Ein kleiner Teil des Abschlussberichtes der Ermittlungen in Georgia war bereits in der vergangenen Woche veröffentlicht worden. Demnach kam die Grand Jury einstimmig zu dem Schluss, dass es bei der Wahl in dem Südstaat keinen großflächigen Betrug gegeben habe, der den Ausgang der Wahl verändert hätte.

Auf die Frage von Reportern, ob die Geschworenen empfohlen hätten, Trump anzuklagen, gab die Jury-Vorsitzende Kohrs eine kryptische Antwort: "Sie werden nicht schockiert sein. Es ist keine Raketenwissenschaft", sagte sie und fügte hinzu: "Sie werden nicht allzu überrascht sein."

Ermittlungen kommen für Donald Trump zu ungünstigem Zeitpunkt

Für Trump, der im November seine erneute Kandidatur verkündet hat, kommen die Ermittlungen in Georgia zu einem denkbar ungünstigen Zeitpunkt. Zumal sie längst nicht die einzigen sind:

  • Das Justizministerium ermittelt gleich in zwei Fällen gegen den Ex-Präsidenten: Zum einen wird Trumps Rolle beim Sturms aufs Kapitol vom 6. Januar 2021 genau unter die Lupe genommen. Zum anderen ermittelt das Ministerium wegen Entwendung geheimer Staatsakten aus dem Weißen Haus sowohl gegen US-Präsident Biden als auch gegen seinen Vorgänger Trump.
  • Auch in New York laufen zwei Verfahren, bei denen die Trump Organization im Fadenkreuz ist: Das eine ist ein weitreichendes Zivilverfahren gegen Trump und drei seiner erwachsenen Kinder, das für ihn große finanzielle Kosten bedeuten könnte. Das andere ist ein enger gefasster Strafprozess gegen seinen Konzern.
  • Und auch in der Affäre um Schweigegeldzahlungen an Pornostar Stormy Daniels gibt es Neuigkeiten: In den seit vier Jahren laufenden Ermittlungen hat der Bezirksstaatsanwalt von Manhattan nun plötzlich eine Grand Jury ins Leben gerufen. Ein Anzeichen, dass sich die Beweislast gegen den Ex-Präsidenten vergrößert.
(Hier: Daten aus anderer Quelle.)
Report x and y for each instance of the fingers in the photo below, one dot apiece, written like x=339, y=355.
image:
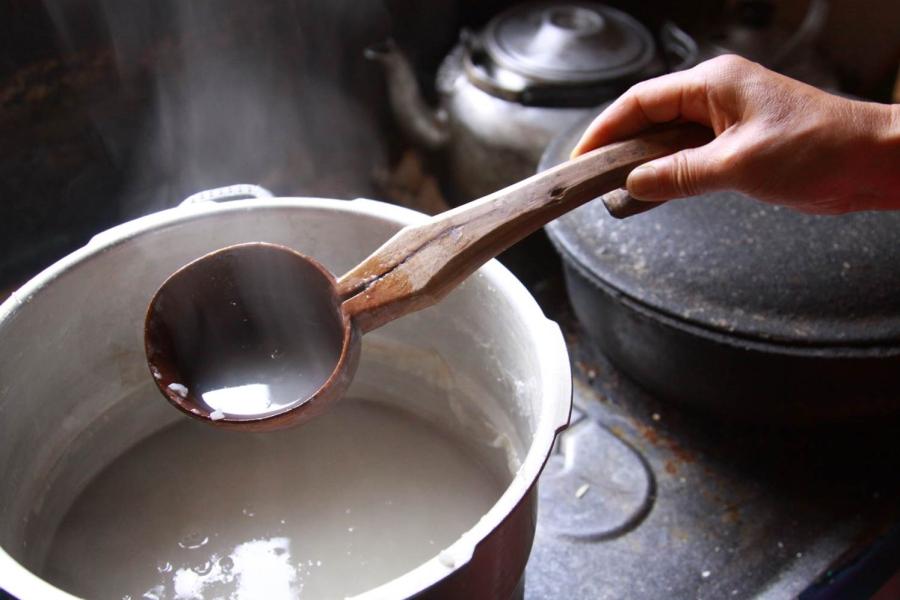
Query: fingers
x=677, y=95
x=686, y=173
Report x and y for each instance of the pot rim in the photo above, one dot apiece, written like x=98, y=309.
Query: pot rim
x=733, y=338
x=547, y=340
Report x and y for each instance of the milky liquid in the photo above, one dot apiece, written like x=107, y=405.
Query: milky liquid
x=330, y=509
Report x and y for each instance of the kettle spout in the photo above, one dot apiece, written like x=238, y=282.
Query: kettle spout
x=418, y=121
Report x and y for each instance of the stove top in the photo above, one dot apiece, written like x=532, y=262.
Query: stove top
x=645, y=500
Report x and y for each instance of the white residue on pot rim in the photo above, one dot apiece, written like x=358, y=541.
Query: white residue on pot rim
x=178, y=389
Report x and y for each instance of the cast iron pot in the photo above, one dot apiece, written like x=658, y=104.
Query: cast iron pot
x=741, y=308
x=485, y=363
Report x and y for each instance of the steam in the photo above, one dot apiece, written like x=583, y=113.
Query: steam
x=213, y=93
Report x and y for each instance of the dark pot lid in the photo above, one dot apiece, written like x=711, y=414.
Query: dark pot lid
x=544, y=47
x=731, y=264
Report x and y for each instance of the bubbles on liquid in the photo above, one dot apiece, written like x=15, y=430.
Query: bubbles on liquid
x=226, y=563
x=207, y=566
x=157, y=592
x=192, y=541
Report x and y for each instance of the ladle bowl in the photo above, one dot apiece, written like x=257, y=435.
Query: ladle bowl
x=257, y=336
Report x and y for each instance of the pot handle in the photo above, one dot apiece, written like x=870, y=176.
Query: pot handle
x=228, y=192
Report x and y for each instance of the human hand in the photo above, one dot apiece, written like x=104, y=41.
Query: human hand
x=777, y=139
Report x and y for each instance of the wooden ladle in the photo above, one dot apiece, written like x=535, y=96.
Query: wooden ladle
x=257, y=336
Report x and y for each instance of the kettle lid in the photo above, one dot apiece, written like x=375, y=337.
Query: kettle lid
x=570, y=43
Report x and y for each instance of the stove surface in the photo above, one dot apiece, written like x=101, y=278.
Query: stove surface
x=645, y=500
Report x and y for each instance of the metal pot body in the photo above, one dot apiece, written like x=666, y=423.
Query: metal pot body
x=740, y=307
x=484, y=363
x=729, y=376
x=494, y=142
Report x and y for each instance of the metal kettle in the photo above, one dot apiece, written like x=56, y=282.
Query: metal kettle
x=506, y=91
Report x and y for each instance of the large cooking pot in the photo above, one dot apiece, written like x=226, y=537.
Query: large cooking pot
x=735, y=306
x=532, y=71
x=484, y=363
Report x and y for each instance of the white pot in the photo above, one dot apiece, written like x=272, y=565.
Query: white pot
x=71, y=355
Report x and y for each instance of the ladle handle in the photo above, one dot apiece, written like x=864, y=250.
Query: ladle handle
x=422, y=263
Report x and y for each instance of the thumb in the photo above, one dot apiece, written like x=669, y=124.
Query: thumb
x=685, y=173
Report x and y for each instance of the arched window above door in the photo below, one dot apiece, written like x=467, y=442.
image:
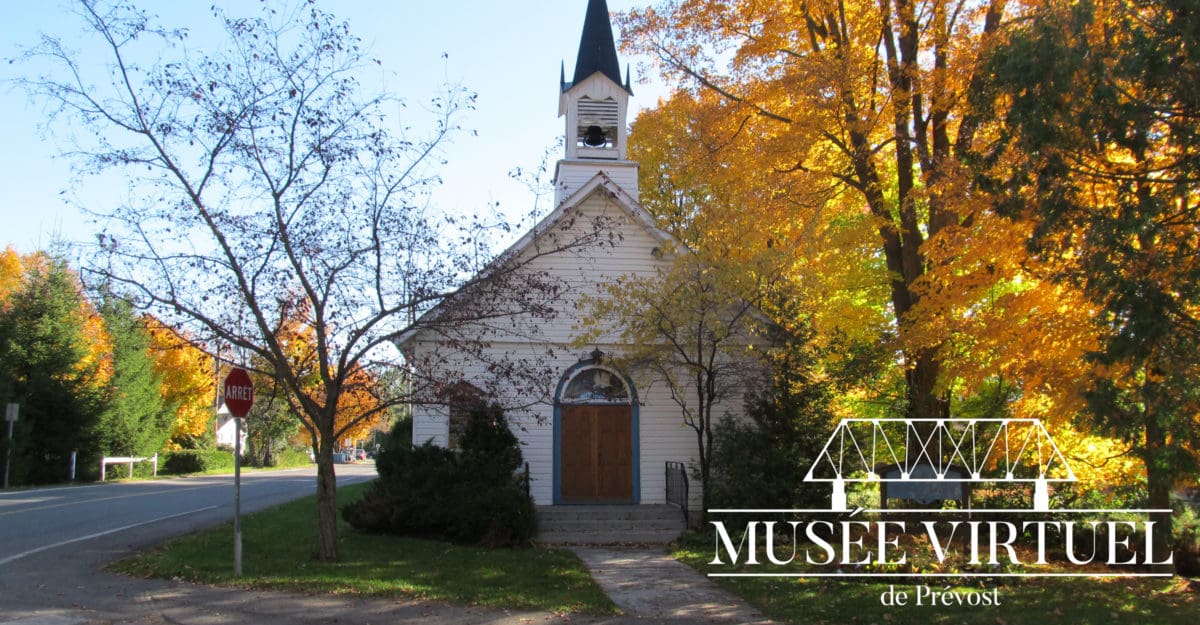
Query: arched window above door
x=595, y=385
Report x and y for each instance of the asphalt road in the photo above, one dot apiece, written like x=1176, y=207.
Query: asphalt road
x=55, y=542
x=35, y=523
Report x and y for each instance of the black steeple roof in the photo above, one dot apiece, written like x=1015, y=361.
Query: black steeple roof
x=598, y=52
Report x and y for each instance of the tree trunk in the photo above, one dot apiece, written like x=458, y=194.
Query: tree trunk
x=327, y=502
x=1158, y=487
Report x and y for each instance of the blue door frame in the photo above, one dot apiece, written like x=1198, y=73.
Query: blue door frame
x=636, y=451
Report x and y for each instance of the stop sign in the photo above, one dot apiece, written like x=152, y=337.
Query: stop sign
x=239, y=392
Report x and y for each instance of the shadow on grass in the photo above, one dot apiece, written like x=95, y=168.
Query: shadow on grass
x=279, y=546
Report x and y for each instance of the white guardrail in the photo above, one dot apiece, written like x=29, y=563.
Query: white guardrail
x=126, y=460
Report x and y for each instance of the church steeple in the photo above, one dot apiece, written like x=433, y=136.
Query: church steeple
x=598, y=50
x=595, y=104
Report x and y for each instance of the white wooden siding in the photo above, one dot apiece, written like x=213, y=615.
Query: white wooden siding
x=663, y=434
x=574, y=173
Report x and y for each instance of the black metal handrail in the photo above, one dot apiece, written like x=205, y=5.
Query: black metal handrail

Grand Jury hält sich vorerst bedeckt

Mit Blick auf die neuesten Entwicklungen in Georgia hält sich die Vorsitzende des Ermittlungsgremiums vorerst bedeckt. "Ich kann Ihnen sagen, dass es keine große Wendungen geben wird, wenn der Richter die Empfehlungen [der Jury] veröffentlicht", berichtet Kohrs der "Associated Press". "Wahrscheinlich haben Sie eine ungefähre Vorstellung davon, was da drin sein könnte. Ich bemühe mich sehr, das vorsichtig auszudrücken."
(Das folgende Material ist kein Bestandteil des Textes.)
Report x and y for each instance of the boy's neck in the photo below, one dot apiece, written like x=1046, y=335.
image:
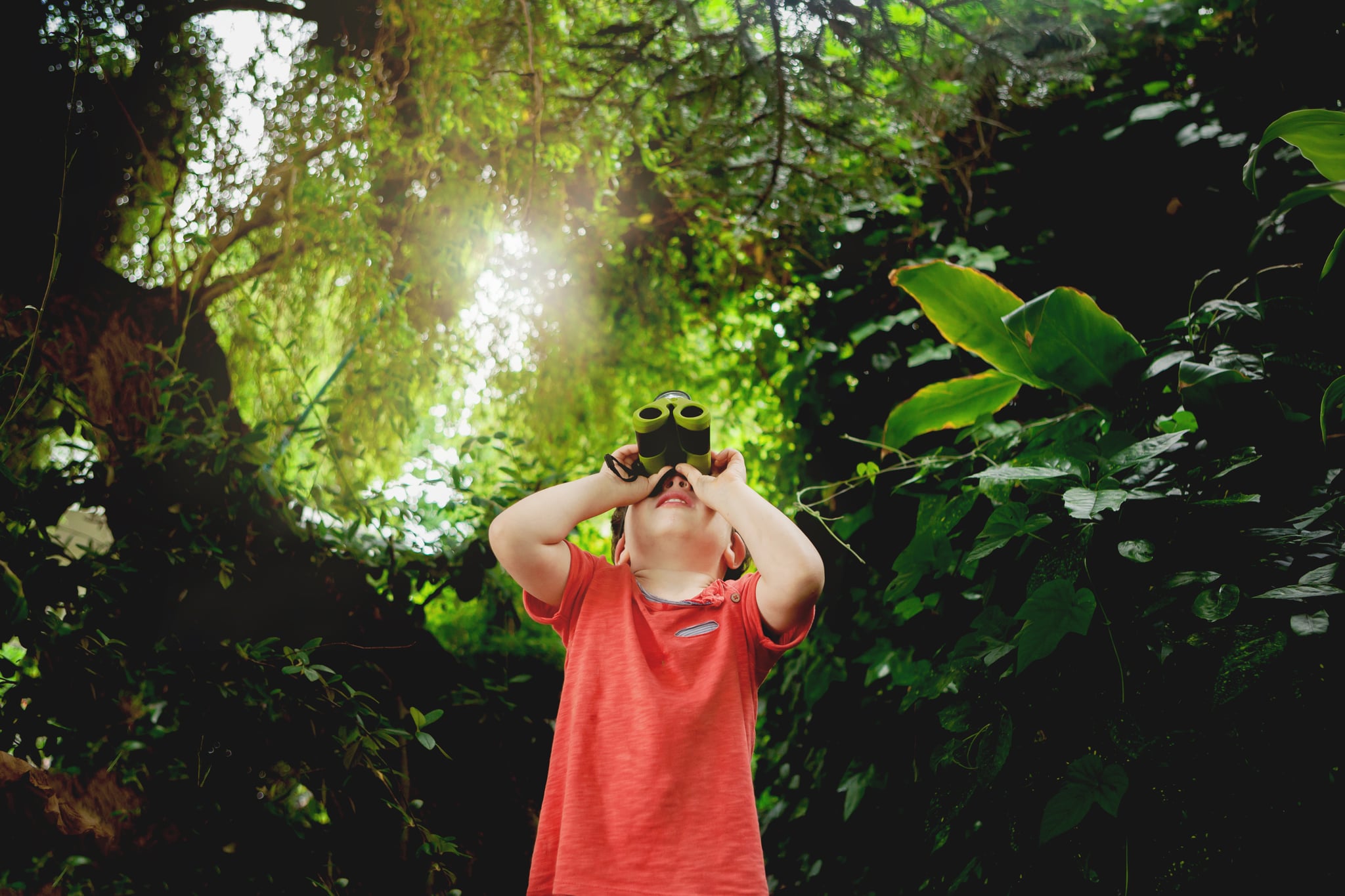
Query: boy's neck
x=674, y=585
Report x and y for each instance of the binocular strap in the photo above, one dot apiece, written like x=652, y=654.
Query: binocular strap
x=626, y=473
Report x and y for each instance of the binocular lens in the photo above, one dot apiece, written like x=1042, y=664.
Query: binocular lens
x=673, y=429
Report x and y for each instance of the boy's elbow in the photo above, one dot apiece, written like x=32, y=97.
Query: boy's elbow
x=500, y=536
x=814, y=578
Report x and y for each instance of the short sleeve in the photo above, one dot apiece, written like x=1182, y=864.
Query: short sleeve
x=766, y=651
x=560, y=617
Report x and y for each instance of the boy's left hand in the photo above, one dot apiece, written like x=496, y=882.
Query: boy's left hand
x=728, y=471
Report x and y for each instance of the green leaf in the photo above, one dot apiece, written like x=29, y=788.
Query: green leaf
x=1228, y=500
x=967, y=309
x=1321, y=575
x=1088, y=504
x=1242, y=666
x=1138, y=551
x=1146, y=449
x=1069, y=341
x=1066, y=811
x=1332, y=255
x=1216, y=603
x=1333, y=395
x=1301, y=591
x=948, y=405
x=1049, y=614
x=1016, y=473
x=993, y=750
x=1196, y=382
x=1332, y=190
x=1191, y=576
x=1087, y=782
x=1319, y=133
x=1305, y=624
x=853, y=788
x=1006, y=523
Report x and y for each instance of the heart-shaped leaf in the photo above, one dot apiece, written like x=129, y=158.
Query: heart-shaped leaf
x=1049, y=614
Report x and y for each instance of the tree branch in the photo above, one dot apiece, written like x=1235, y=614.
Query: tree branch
x=780, y=117
x=232, y=281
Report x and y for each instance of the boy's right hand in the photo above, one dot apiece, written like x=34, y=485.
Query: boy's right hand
x=639, y=488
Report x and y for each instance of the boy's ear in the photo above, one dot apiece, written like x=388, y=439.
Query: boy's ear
x=736, y=553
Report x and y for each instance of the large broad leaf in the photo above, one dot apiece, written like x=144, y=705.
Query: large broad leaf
x=948, y=405
x=1088, y=504
x=967, y=309
x=1334, y=395
x=1069, y=341
x=1049, y=614
x=1331, y=190
x=1319, y=133
x=1301, y=591
x=1087, y=782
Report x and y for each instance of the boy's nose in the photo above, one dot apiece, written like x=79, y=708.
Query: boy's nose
x=676, y=479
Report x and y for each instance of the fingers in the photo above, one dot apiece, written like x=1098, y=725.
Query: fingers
x=724, y=459
x=690, y=473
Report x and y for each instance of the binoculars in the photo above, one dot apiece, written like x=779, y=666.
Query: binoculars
x=673, y=430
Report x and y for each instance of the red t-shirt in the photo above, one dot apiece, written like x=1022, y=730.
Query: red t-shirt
x=650, y=786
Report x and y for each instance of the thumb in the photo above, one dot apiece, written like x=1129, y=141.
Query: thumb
x=690, y=473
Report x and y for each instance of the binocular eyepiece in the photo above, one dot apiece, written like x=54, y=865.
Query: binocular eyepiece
x=673, y=430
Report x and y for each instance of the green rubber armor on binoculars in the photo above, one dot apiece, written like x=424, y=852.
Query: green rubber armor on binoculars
x=673, y=430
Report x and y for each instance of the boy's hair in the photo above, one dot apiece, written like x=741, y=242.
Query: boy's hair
x=619, y=528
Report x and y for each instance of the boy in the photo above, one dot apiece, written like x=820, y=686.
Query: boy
x=649, y=790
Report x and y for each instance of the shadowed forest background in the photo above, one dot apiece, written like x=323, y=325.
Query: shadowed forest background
x=299, y=296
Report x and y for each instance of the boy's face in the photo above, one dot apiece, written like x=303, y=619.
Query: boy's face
x=671, y=524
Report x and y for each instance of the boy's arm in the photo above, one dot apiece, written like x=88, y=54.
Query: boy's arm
x=529, y=536
x=791, y=568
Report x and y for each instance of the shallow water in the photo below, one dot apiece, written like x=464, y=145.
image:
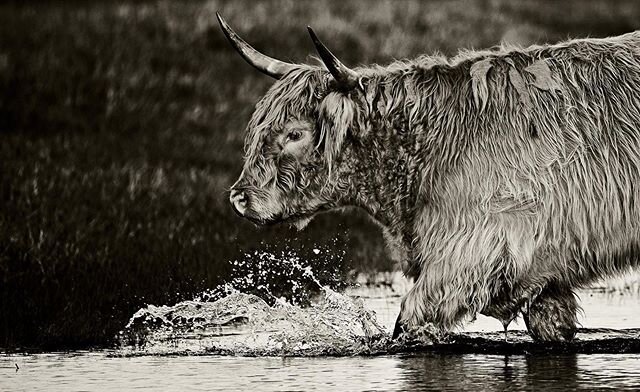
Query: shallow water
x=606, y=353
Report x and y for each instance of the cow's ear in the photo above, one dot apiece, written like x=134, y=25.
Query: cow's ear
x=337, y=112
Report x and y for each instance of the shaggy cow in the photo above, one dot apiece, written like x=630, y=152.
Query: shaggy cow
x=503, y=179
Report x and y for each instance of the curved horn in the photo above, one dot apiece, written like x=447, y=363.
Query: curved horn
x=265, y=64
x=344, y=75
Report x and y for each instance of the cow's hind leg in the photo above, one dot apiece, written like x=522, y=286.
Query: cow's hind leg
x=552, y=315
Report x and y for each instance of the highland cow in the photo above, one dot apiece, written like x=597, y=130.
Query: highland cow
x=503, y=179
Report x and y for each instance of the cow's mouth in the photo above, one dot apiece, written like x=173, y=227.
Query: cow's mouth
x=299, y=221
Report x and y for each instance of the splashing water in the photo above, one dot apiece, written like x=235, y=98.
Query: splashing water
x=229, y=320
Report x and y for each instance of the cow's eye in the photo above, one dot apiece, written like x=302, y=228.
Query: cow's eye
x=294, y=136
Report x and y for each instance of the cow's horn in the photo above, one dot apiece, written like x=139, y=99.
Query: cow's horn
x=265, y=64
x=345, y=76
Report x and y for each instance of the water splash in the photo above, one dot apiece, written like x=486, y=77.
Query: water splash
x=250, y=316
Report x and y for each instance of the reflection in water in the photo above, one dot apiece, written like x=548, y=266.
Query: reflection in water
x=479, y=372
x=423, y=372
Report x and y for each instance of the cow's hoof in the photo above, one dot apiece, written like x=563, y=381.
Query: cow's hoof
x=398, y=329
x=551, y=317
Die Special Grand Jury selbst hat jedoch keine Anklagebefugnisse. Ob und für wen es zu einer Anklage kommt, liegt nun in den Händen der ermittelnden Staatsanwältin Fani Willis. Diese dürfte die Empfehlungen zunächst einer anderen Grand Jury vorlegen, bevor sie ihre Entscheidung verkündet.

Fest steht, sollte der Name "Donald Trump" auf der Liste stehen, könnte es für den Ex-Präsidenten im Wahlkampf ganz schön ungemütlich werden.